We can surmise a little about the future based on this episode, although Matt Weiner is always bound to change it up without warning. When next we see our heroes, we can assume:

• Don and Megan will be married or near to it. I expect they'll live together somewhere in the city. Don's done his tour in suburbia. He'll want a different life with this second wife.

• Joan will be a single working mother or near to it. Don't get too excited, though, we mean only that she'll be functionally single while her husband serves overseas, not that her husband will have done us the favor getting killed in Vietnam.

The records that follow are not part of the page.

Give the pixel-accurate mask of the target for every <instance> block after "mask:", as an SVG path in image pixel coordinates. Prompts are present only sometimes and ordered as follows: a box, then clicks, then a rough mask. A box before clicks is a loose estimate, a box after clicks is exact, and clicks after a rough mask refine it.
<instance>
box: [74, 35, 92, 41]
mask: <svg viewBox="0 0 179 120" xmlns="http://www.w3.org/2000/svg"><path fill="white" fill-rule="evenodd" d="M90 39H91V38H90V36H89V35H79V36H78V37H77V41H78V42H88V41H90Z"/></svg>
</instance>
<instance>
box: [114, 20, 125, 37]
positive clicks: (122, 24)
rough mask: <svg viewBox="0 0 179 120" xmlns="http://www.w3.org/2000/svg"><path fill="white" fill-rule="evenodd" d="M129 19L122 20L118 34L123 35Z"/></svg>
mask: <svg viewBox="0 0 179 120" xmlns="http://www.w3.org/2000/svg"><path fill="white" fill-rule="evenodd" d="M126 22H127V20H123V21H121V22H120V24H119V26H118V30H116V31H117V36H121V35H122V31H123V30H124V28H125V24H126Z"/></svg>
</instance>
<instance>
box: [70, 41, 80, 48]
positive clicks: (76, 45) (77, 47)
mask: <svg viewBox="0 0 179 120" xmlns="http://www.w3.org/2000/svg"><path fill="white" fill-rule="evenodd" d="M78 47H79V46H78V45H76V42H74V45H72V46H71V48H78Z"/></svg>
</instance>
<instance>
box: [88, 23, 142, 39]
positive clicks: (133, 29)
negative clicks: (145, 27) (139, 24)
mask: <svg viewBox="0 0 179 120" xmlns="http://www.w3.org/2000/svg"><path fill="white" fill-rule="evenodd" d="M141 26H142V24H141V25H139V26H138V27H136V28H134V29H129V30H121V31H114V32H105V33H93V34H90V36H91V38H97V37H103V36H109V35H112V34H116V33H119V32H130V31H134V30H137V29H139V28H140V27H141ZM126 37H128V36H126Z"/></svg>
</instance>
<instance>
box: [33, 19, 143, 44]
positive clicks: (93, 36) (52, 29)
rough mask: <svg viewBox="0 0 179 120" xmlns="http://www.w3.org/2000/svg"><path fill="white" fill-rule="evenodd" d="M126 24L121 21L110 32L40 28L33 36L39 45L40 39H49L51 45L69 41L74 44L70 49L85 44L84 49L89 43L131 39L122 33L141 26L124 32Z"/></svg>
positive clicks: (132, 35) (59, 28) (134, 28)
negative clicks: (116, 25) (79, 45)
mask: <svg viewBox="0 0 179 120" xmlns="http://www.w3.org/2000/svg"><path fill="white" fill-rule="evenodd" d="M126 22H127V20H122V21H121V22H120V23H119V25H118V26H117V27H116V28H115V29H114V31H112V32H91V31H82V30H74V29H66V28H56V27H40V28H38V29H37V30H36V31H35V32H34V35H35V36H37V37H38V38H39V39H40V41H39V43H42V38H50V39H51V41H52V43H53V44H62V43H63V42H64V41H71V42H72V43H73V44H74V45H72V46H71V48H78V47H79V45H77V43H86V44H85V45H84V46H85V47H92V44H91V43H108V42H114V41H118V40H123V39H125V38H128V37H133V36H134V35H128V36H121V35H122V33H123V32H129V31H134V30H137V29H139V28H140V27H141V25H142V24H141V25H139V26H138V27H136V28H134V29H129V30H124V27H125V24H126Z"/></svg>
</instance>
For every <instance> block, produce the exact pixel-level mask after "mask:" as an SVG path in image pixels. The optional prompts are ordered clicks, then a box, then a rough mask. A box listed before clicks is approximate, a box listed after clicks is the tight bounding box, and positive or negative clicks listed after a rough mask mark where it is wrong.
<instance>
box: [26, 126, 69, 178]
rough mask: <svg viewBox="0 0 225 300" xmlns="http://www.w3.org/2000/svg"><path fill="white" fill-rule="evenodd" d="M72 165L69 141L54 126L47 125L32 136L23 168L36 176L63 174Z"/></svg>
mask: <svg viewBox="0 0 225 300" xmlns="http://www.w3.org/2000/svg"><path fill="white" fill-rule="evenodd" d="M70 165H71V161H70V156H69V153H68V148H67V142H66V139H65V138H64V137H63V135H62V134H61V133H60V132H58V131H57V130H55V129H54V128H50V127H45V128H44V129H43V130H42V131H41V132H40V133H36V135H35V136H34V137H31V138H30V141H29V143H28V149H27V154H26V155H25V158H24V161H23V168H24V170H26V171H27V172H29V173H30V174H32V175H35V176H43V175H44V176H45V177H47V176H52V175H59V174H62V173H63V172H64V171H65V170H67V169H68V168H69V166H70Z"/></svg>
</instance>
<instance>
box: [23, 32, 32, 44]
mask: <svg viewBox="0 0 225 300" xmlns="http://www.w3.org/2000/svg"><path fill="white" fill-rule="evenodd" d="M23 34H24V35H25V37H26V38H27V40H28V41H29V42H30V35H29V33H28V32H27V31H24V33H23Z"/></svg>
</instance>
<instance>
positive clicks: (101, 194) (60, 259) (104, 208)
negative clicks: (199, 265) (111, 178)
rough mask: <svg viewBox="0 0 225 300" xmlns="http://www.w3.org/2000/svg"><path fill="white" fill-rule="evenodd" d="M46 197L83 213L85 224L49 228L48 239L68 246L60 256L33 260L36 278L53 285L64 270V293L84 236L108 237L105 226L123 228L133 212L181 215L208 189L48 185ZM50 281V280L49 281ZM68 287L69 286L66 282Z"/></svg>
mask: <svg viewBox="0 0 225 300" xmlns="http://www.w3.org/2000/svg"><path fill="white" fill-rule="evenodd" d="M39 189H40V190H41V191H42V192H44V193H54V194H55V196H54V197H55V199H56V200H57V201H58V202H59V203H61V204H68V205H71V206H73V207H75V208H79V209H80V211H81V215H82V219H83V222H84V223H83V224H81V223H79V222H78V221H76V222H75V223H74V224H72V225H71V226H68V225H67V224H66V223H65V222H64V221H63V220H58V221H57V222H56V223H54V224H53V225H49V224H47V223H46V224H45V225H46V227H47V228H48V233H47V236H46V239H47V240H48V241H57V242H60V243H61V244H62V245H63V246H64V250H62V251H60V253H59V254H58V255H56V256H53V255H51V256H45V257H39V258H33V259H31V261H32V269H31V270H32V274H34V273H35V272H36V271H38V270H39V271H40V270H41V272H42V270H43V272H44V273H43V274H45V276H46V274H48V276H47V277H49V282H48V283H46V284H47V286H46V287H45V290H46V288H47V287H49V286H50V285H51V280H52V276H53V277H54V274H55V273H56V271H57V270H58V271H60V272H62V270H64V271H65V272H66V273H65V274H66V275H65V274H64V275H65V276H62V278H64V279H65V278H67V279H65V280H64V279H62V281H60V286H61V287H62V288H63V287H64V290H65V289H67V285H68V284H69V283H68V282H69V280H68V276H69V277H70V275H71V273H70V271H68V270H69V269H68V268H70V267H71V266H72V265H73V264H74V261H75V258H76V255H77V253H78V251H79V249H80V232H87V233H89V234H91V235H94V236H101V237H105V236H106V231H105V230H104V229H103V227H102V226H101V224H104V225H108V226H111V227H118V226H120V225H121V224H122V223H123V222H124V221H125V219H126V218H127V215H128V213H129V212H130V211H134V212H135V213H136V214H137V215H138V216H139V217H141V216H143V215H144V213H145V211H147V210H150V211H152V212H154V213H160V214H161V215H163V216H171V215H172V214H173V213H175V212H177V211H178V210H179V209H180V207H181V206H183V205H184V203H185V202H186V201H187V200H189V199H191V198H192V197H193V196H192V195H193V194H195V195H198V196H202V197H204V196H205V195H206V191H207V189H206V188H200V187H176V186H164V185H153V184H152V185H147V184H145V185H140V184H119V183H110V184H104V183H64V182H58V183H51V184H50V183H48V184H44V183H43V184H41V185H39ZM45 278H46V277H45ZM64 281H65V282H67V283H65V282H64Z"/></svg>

• Betty will still be making Sally, Henry and, of course, herself miserable from her redoubt in Rye. There's only so much Dr. Edna can do with this overgrown child, and we predict the crazy keeps on coming until Betty has a full-blown bell-jar meltdown.

• The executives of Sterling Cooper Draper Pryce will probably still be muddling through, neither failing completely nor standing astride Madison Avenue like the colossi that they imagine themselves to be.

So, what are your predictions for the opening circumstances of season five? What did you think of the relatively mellow season finale and this transformative season as a whole? Having dispatched of idealistic President Kennedy and the last vestiges of the supercivilized, seemingly archaic 1950s, we've finally entered the "real" ‘60s, and like the spaceships of Tomorrowland, Mad Men's late 1960s adventures are sure to be a wild ride.